Patrizia emerged and swept her hands toward the ladder, like a host inviting guests into her home.

When the airlock was repressurized, Carla removed the cords she’d tied around the sack and eased Carlo down onto the floor. He lay still. She knelt, intending to cut him free completely, but then he shifted suddenly inside the sack and began working his way out through the slit.

When he’d thrown the sack aside, Carla took him in her arms and rested her head on his shoulder. She realized she was still wearing her helmet.

“Are you all right?” she asked.

“Absolutely.” He helped her remove the helmet.

“We should let the others through,” she said.

“There are more of you?” He could see Ada standing guard at the doorway, but he must not have realized the full size of the raiding party.

By the time everyone was back inside the Peerless, Carlo was moving normally, talking and joking with them, eager to be brought up to date.

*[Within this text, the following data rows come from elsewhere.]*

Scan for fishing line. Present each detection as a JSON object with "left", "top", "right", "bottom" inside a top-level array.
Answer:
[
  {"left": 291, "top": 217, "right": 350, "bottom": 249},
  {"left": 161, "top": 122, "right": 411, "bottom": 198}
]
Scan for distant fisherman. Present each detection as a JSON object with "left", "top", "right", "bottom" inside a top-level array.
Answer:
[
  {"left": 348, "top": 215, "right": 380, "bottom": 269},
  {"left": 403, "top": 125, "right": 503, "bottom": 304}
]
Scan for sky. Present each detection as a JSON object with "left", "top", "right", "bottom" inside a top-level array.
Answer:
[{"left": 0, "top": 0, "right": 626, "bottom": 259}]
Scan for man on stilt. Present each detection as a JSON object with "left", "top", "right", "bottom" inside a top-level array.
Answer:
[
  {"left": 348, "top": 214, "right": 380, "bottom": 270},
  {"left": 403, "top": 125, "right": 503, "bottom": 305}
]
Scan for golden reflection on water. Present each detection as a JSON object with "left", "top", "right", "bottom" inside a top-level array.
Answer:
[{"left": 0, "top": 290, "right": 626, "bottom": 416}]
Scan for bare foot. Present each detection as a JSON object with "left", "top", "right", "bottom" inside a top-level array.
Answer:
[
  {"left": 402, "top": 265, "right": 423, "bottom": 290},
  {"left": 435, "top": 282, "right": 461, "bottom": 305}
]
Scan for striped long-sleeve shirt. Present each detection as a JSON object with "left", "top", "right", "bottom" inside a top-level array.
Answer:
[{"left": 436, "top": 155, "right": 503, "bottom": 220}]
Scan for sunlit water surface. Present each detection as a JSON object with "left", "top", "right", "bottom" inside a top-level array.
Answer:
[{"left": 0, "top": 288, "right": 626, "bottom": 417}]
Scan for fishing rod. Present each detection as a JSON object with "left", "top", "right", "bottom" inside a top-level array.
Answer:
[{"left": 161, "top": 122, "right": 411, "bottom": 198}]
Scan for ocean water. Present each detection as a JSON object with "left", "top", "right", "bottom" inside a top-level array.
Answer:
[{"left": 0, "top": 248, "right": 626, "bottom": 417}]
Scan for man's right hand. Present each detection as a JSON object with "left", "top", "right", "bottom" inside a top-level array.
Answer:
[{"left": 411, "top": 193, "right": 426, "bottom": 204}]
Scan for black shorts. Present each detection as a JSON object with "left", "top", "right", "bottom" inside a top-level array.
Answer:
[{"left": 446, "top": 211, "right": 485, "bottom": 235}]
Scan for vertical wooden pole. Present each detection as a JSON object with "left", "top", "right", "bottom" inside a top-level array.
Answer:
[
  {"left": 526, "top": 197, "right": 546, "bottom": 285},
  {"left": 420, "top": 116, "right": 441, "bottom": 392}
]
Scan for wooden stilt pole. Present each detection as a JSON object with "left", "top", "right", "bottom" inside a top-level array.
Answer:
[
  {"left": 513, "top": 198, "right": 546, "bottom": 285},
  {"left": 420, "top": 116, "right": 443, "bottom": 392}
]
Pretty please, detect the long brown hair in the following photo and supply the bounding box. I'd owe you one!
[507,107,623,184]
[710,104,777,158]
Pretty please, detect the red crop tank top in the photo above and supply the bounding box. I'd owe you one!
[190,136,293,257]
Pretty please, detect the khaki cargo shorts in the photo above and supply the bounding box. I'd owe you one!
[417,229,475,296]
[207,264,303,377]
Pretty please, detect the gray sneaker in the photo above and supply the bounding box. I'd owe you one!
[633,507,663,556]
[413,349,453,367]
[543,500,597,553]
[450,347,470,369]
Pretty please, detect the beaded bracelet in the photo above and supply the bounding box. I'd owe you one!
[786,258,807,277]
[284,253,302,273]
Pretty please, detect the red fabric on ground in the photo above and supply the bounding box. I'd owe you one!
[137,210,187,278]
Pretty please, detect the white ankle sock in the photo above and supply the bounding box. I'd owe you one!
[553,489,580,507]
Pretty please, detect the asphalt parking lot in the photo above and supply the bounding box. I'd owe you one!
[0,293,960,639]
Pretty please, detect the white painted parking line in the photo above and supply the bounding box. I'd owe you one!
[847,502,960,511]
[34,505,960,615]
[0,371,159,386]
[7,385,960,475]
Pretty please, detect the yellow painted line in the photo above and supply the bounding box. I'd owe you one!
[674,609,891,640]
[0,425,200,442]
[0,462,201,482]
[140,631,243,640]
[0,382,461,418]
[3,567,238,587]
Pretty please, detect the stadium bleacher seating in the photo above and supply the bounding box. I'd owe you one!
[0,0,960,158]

“They never got Amanda,” Carla explained. “And the Council’s ordered a vote; in four days’ time, everyone will have a say on what happens with your research.”

As Carlo digested that news, Tamara added, “There’s not much chance of approval, though, after everyone saw your autopsy notes on the fourth arborine.”

“My what? What are you talking about?”

“You didn’t autopsy one of the arborines who gave birth? Carla found the report in your apartment.”

“No.” He turned to Carla, confused, but before he could speak Tamara chirped with delight.

“I knew they were forged!” she said. “I knew it!”

“We have to get the news out,” Patrizia urged Carla. “That’s going to change everything!”

“No one’s going to believe a retraction now,” Ada predicted gloomily. “They’ll just think it’s a strategy to sway the vote.”

Carla couldn’t meet anyone’s gaze. “I forged the autopsy notes,” she said. “I just wanted the kidnappers…” She trailed off. Everyone here had risked their lives for the cause she’d tried to destroy. She couldn’t start offering them excuses.

It was Tamara who broke the silence. “People will understand why,” she said. “Write up something short and we can send it out right now. Your co is finally safe, now you can speak the truth. That’s not a strategy, it’s just being honest.”

Carla looked to Carlo. “It’s a good idea,” he said. “Let people know what happened.” If he was angry with her, he was hiding it.

As the group made their way down the corridor, Carla composed the message in her head. Some passersby recognized Carlo and Macaria and greeted them warmly. Others hurried past, casting looks of disdain.

At the relay station, Carla sat at the paper tape punch. As she began hammering the buttons, Patrizia said, “There’s a bulletin here, it just came in a chime ago.”

“You haven’t heard yet?” The clerk was surprised. “Not good news.”

Patrizia read the copy on the wall in silence, then moved aside to let the others see it. Carla couldn’t concentrate on her own task any more.

“What is it?” she demanded.

Patrizia didn’t answer, but now Macaria had read it too. “The forest,” she said, dazed. “We’ve lost the forest.”

“What do you mean, lost it?”

“Someone set it alight. From the sound of this, they must have used sunstone. By the time the fire crews arrived there was nothing they could do. They’ve closed off all the entrances and left it to burn itself out.”